The food plants take in are the waste your fish produce as well as the nutrients that are present in the soil you are using. So you have plenty of food for the plants to use but not enough light to fuel growth. Adding more light and c02 will cause a dramatic jump in growth as the plants can now use all that food they have for growth! So run more light and c02! Also feed your fish too.


----------



## gorillakev (Feb 21, 2013)

You can blast co2 if there's no inhabitants besides plants. 

I've gassed my tank a couple of times due to faulty needle valves. It's not that bad with pressurized co2 keep an eye on your fishes and they will show you if you are using too much co2


----------



## peachii (Jan 6, 2013)

Not to be nit-picky about the ebay post of the plants you purchased but the pictures they have listed of the plants they are selling are not their own pictures. They took the pictures from the Florida Aquatic Nurseries database of plants, which may be where they purchase the plants from but you never know. If they did purchase them in bulk from FAN then the plants are all grown outside of water (emersed) in not very much humidity which causes major melting and the plants have to transition to being grown in water. This takes weeks if not months for some species. 

Keep trimming off the dying leaves and if the roots are melting only remove the brown/black areas. Sometimes if you float them they transition a little faster to submerged growth. So long as you can keep a piece of each plant alive and semi-healthy, it will recover eventually.

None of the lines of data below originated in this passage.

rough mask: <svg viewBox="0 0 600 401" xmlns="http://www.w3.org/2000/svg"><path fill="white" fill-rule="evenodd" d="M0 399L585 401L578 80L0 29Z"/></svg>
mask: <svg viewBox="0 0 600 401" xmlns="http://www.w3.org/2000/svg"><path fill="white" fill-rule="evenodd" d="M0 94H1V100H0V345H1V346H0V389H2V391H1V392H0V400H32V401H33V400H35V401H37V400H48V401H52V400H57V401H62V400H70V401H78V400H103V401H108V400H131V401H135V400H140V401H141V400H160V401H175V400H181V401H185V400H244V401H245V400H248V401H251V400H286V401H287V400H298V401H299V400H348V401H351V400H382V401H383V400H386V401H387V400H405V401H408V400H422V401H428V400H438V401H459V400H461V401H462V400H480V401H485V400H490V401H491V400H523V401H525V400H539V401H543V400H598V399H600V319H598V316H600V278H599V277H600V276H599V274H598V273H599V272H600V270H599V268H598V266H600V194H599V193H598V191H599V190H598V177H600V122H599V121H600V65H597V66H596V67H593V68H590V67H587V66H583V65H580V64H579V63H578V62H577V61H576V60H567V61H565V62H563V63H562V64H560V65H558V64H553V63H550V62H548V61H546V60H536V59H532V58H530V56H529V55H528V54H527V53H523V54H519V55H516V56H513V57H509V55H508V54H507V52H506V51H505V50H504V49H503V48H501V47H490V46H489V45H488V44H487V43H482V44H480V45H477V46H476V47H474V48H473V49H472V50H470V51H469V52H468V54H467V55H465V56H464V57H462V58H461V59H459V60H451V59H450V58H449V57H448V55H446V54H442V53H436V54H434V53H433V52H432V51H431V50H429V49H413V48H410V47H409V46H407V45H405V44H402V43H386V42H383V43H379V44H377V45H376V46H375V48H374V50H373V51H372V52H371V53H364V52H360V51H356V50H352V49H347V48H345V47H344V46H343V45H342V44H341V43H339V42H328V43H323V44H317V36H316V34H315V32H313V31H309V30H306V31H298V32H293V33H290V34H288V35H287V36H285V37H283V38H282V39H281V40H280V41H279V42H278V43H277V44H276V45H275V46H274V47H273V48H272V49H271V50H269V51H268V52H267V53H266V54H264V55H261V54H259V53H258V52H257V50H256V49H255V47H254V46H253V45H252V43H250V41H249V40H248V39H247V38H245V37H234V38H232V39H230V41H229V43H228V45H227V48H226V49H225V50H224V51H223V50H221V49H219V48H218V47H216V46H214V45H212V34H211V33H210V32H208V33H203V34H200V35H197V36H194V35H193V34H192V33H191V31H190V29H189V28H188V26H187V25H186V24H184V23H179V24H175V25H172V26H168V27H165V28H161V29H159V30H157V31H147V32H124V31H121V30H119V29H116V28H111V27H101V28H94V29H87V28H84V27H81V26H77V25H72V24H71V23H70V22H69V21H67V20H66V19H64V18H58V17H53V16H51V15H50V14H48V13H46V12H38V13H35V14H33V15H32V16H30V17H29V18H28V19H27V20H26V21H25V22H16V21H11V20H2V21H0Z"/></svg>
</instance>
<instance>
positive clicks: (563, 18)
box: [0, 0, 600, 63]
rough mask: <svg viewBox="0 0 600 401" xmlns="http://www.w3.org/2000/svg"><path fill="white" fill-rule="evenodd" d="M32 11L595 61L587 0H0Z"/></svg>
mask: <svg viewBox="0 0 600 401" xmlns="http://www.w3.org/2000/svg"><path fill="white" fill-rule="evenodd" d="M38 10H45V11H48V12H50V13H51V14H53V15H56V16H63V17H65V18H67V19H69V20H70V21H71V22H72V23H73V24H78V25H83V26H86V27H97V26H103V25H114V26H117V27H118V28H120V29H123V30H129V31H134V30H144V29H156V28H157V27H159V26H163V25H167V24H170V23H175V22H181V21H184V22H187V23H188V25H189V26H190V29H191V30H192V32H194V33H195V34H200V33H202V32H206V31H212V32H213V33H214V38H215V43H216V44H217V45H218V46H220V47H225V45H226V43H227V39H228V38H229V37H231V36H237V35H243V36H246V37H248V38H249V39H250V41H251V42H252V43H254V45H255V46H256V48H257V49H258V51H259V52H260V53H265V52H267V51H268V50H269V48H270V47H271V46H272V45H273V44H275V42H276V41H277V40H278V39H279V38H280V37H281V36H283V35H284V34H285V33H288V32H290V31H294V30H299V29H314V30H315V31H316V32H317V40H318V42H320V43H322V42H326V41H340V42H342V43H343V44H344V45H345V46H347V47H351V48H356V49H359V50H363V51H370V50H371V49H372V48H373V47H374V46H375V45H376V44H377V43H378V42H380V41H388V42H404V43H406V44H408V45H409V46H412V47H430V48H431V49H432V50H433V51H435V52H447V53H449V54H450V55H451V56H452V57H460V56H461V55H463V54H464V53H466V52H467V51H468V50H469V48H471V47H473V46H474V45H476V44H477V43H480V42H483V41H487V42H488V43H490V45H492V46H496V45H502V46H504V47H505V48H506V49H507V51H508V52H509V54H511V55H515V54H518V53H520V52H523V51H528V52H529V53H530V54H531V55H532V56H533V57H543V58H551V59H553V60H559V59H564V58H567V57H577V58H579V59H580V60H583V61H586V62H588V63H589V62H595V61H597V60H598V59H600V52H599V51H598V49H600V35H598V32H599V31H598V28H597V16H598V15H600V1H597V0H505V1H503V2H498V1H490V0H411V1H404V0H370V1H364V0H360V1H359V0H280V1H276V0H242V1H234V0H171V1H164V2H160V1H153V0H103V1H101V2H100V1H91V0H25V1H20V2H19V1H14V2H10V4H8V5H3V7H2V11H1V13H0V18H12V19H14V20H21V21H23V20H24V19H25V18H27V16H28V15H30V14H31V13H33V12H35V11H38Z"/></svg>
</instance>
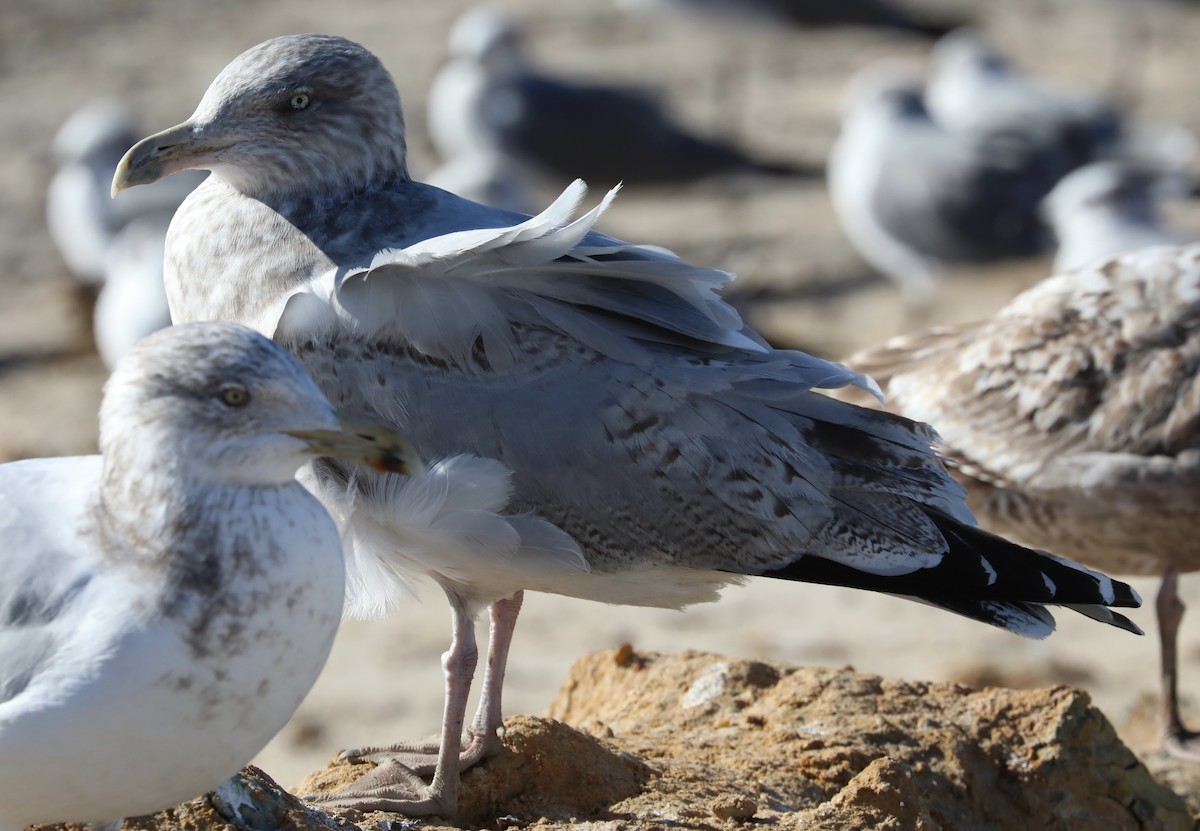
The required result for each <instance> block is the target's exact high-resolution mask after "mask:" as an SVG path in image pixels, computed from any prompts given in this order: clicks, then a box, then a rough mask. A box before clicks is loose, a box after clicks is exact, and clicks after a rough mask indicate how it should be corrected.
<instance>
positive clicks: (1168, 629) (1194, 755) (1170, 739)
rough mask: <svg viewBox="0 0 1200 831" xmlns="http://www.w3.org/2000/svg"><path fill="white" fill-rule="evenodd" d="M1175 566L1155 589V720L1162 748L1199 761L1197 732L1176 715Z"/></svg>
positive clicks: (1176, 631) (1182, 604)
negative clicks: (1157, 592)
mask: <svg viewBox="0 0 1200 831" xmlns="http://www.w3.org/2000/svg"><path fill="white" fill-rule="evenodd" d="M1178 580H1180V572H1178V569H1171V570H1170V572H1168V573H1166V574H1165V575H1164V576H1163V585H1162V586H1160V587H1159V590H1158V599H1157V602H1156V609H1157V611H1158V646H1159V653H1160V660H1162V666H1163V704H1162V710H1160V713H1159V723H1160V725H1162V731H1163V749H1165V751H1166V752H1168V753H1170V754H1171V755H1174V757H1178V758H1181V759H1192V760H1200V735H1198V734H1195V733H1193V731H1192V730H1188V729H1187V728H1186V727H1183V719H1182V718H1180V697H1178V677H1180V676H1178V652H1180V651H1178V645H1177V635H1178V629H1180V622H1181V621H1182V620H1183V611H1184V609H1186V608H1184V605H1183V602H1182V600H1180V596H1178Z"/></svg>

I have blyxa, vals, scarlet temple, wisteria, ludwiga and several other species that we received from orders that were grown emersed without knowing it. It has literally taken them months to transition but now that they have they grow like weeds. Some of these have taken off from one very tiny stem or piece of root that survived the major melt of all the others after I put them into my tanks.

To save yourself future headache ask if the plants are grown emersed or submerged because knowing that will help with your peace of mind (and maybe save you alot of stress) after you receive them. Buying from fellow plant lovers is also a good ideas as 99% of the time the trimmings hobbiests sell are all grown submerged (and not just saying that because I sell plant packages sometimes).


----------



## platylover13 (Oct 4, 2013)

I just asked them, and I'm hoping for a reply soon. They might have been grown emerged, because the ones I couldn't fit without crowding my tank, I planted in my 55 gallon. My fish in there uprooted them, and yet these plants are doing amazing. I moved them to the upstairs tank and left them floating. I really hope this saves the plants, because I spent fifty dollars on all of them, and I really don't want to do that again.


----------



## platylover13 (Oct 4, 2013)

http://www.amazon.com/gp/product/B0049RL3H4/ref=oh_details_o02_s00_i00?ie=UTF8&psc=1 also, does anybody know how to set this co2 system up? Maybe I did it wrong or something, the instructions were hard to understand. How do you know if the bubbles are diffusing properly anyway?


----------